LLM can now reason outside of inference language: Researchers introduce soft thinking to replace discrete tokens with continuous concept embedding

Human reasoning naturally operates through abstract nonverbal concepts, rather than relying strictly on discrete language tokens. However, the current LLM is limited to reasoning within natural language boundaries, generating one token at a time through predefined vocabulary. This label-by-market approach not only limits the expressive power of the model, but also limits the breadth of inference paths it can explore, especially in ambiguous or complex situations. The standard chain of ideas (COT) approach exemplifies this limitation, forcing the model to adopt a single path at each step. Instead, human cognition is more flexible and parallel, allowing multiple ideas to be considered simultaneously and delayed verbal expression until the concept is fully formed. This makes human reasoning more adaptable and powerful in dealing with uncertainty.

To address these limitations, the researchers proposed a transition from token-based inference to reasoning in a continuous conceptual space, representing the inference step as a combination of token embeddings. This approach allows the model to explore multiple inference trajectories in parallel and integrate richer concept representations. Previous research has shown that the potential of manipulating hidden states to influence inference outcomes or to introduce potential plans. However, applying continuous spatial reasoning to larger models presents challenges. In a model below 7B parameters, the shared weight between the input and output layers allows the hidden state to be consistent with the token embedding, thereby facilitating continuous inference. However, in larger models, the input and output space are decoupled, and the use of hidden states directly as input leads to difficult mismatches. Attempts to retrain these gaps often lead to over-performance or degradation, highlighting the difficulty of achieving effective continuous reasoning on a large scale.

Researchers at the University of California, Santa Barbara, University of California, Santa Cruz, University of California, University of California, University of Los Angeles, Purdue, Purdue, LMSYS Org, and Microsoft have proposed soft thinking. This training-free approach enhances the reasoning of large language models by running in continuous conceptual space. Rather than selecting a discrete token in each step, the model generates a concept token (a probability-weighted mixture of all token embeddings), thus implementing parallel inference on multiple paths. This leads to a richer, more abstract representation. The method includes a cold stop mechanism to increase efficiency. Evaluation of mathematical and coding tasks showed up to 2.48% accuracy, while the tokens used were 22.4% less inference than standard chains.
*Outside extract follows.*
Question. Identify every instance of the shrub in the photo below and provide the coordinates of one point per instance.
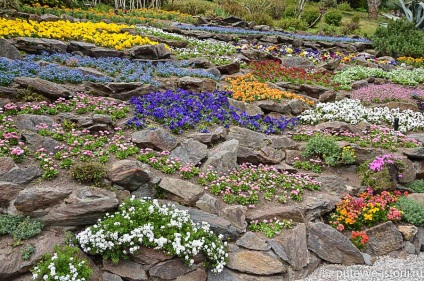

The soft thinking approach enhances standard COT inference by replacing discrete token sampling (probability distribution over the entire vocabulary) with concept tokens. These distributions compute weighted embeddings, allowing the model to reason in a continuous conceptual space. This preserves uncertainty and allows multiple inference paths to be explored in parallel. When the model becomes confident, improves efficiency and prevents crashes, the cold stop mechanism monitors entropy to prevent inference. Theoretical analysis shows that soft thinking provides a more expressive and computational alternative to discrete COT by linearizing the approximation of all marginalization on all inference paths.

The study used three open source LLMs of different sizes and architectures to evaluate the soft thinking method of eight benchmarks of mathematics and programming in mathematics and programming. Compared with standard and greedy COT methods, soft thinking consistently improves accuracy (by @1), while greatly reducing the number of tokens generated, indicating that reasoning is more effective. This method uses concept tokens and cold start controllers without modifying model weights or requiring additional training. Experiments show that soft thinking can balance higher accuracy with lower computational costs, surpassing the benchmark by enabling richer, more abstract inference with fewer steps in various tasks and models.

In short, soft thinking is a training-free approach that enables large language models to reason with continuous concept tokens instead of traditional discrete tokens. By combining weighted token embedding, soft thinking can enable the model to explore multiple inference paths simultaneously, thereby improving accuracy and efficiency. After mathematical and coding benchmarks, it consistently improves the accuracy of @1 while reducing the number of tokens generated without additional training or architectural changes. This method maintains interpretability and concise reasoning. Future research may focus on training adaptations to improve robustness, especially for distributing inputs. This code is publicly accessible.

View paper and GitHub pages. All credits for this study are to the researchers on the project. Also, please stay tuned for us twitter And don’t forget to join us 95k+ ml reddit And subscribe Our newsletter.

Sana Hassan, a consulting intern at Marktechpost and a dual-degree student at IIT Madras, is passionate about applying technology and AI to address real-world challenges. He is very interested in solving practical problems, and he brings a new perspective to the intersection of AI and real-life solutions.